In the past week alone, I’ve had three people ask me to recommend an exercise app for their phone. In response, I jokingly tweeted that the best app is whatever gets you to put your phone away. And while I was clearly poking fun at the question, there is some truth to my response. Perhaps I am too old school for my own good, but I’m big believer in putting away all handheld devices when it comes time to train.Â
More and more people are spending an exorbitant amount of time glued to their phones. Ample research suggests that the average person spends several hours each day staring at an electronic device. As a result, many people find themselves struggling to accomplish anything worthwhile despite the fact that they always seem busy.
These people essentially live in a reactive state as opposed to one that is productive. Whenever their phone pings a notification, the fingers go scrambling to see what it is. The temptation is too great to wait until later.
Consequently, it has become increasingly rare for some people to engage in continuous, uninterrupted work. Whether it is social media, emails, or texts, the next distraction is never more than a few minutes away. With that in mind, I am a big believer in putting my phone down whenever it is time to accomplish some real work.
Although I host a website that aids my offline business, I am much more productive when I limit the frequency at which I engage in online communications. The best thing I ever did was to set aside specific times to respond to emails and social media inquiries. Doing so allows me to not only perform better work offline, but I’m also more focused when responding to incoming questions. I’m not doing five things at once and quickly responding to an email in the middle of something else. Instead, I’ve dedicated a specific time to respond to incoming questions.
Relevance to Exercise
If I can improve my business productivity by minimizing distractions, it goes without saying that similar improvements can be realized by exercising without distractions. Speaking as a coach, I have absolutely no tolerance for an athlete who feels the need to check his phone in the middle of a practice or workout. Time spent staring at the screen almost always indicates a lack of focus. And if you aren’t focused, you aren’t getting the most out of your training.
Furthermore, dedicating time to a digital detox isn’t just about focus. I firmly believe that it is beneficial (physically and mentally) to enjoy the world around you without interference from an electronic device. There is so much more to living than what can be seen or experienced through a screen.
Those who disagree almost certainly grew up in a different world from what I experienced as a kid. Speaking as someone who was born in the 1970s, I am extremely thankful that I grew up without the Internet. We never once felt deprived simply because we weren’t connected through electronics. It was much more fun to get outside and enjoy the world around us without being distracted by technology. Even the fanciest Instagram filter cannot compare to what can be captured and experienced with your own two eyes.
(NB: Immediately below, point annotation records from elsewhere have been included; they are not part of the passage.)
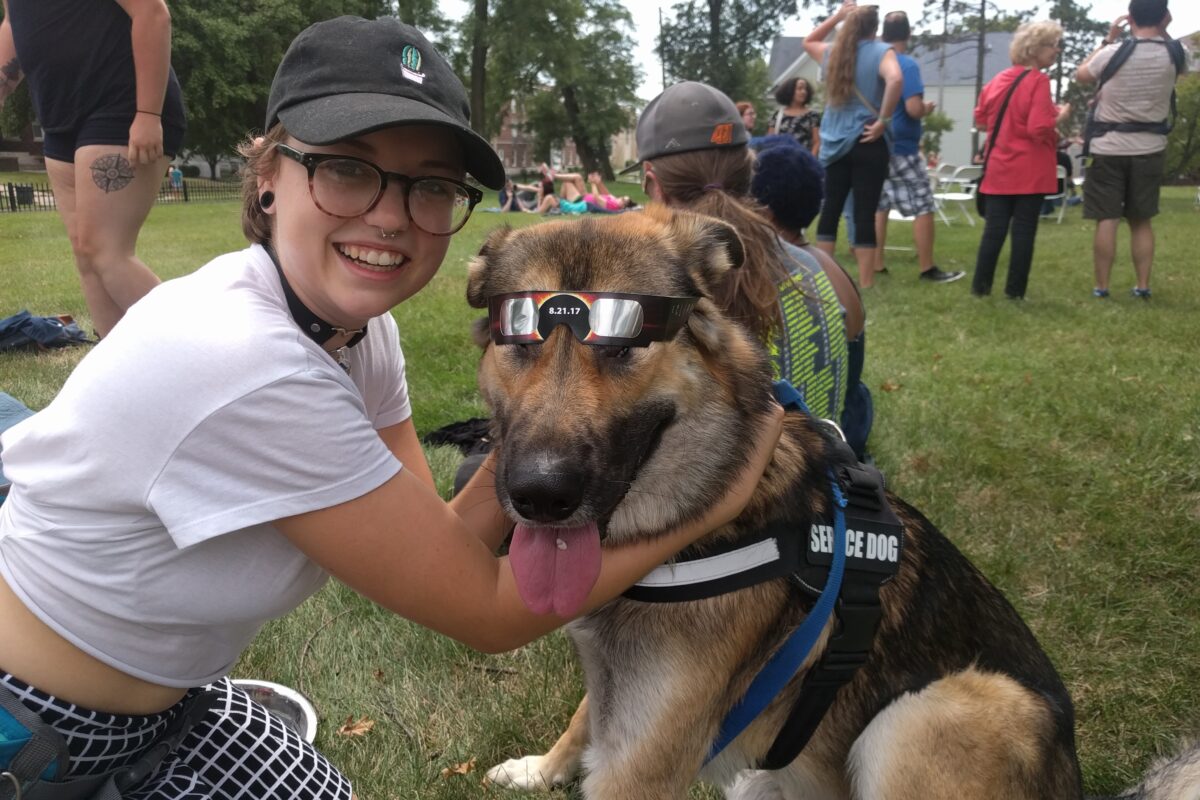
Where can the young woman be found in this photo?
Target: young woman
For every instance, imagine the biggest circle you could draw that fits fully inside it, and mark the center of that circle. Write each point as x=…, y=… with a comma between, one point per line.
x=863, y=84
x=749, y=115
x=113, y=116
x=795, y=116
x=779, y=293
x=246, y=432
x=1021, y=166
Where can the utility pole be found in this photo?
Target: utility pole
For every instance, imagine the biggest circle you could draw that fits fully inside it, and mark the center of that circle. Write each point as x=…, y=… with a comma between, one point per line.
x=661, y=60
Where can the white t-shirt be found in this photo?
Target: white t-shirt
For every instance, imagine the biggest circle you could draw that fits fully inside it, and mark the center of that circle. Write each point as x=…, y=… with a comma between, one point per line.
x=1139, y=91
x=138, y=523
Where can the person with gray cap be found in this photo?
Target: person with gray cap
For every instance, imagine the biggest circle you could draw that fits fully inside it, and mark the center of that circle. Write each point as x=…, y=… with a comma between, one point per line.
x=245, y=433
x=694, y=154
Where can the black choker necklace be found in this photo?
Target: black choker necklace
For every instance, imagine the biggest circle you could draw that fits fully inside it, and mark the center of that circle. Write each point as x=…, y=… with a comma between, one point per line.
x=313, y=326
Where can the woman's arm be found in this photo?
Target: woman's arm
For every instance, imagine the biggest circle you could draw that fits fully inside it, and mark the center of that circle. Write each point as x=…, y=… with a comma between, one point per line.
x=893, y=84
x=1043, y=120
x=151, y=65
x=10, y=68
x=406, y=549
x=815, y=43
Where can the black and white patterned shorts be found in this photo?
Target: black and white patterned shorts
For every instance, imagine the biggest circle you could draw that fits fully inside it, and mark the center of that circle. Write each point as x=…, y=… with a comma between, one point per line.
x=238, y=750
x=907, y=187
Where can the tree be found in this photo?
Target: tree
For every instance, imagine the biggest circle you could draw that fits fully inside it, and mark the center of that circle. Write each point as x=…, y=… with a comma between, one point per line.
x=1079, y=36
x=569, y=62
x=720, y=42
x=1183, y=144
x=226, y=52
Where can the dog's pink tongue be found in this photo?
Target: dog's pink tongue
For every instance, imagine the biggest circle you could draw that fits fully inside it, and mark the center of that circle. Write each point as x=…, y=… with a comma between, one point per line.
x=555, y=567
In summary, I highly recommend that you dedicate a portion of each day to a digital detox. Don’t become a slave to your handheld device. Instead, make a conscious effort to enjoy the world around you. Activity separating yourself from the digital world is time well spent, and the time that you spend exercising provides an ideal opportunity. Use that time to focus on yourself without distractions from the outside world. Whatever is going on in cyberspace can wait until you are done.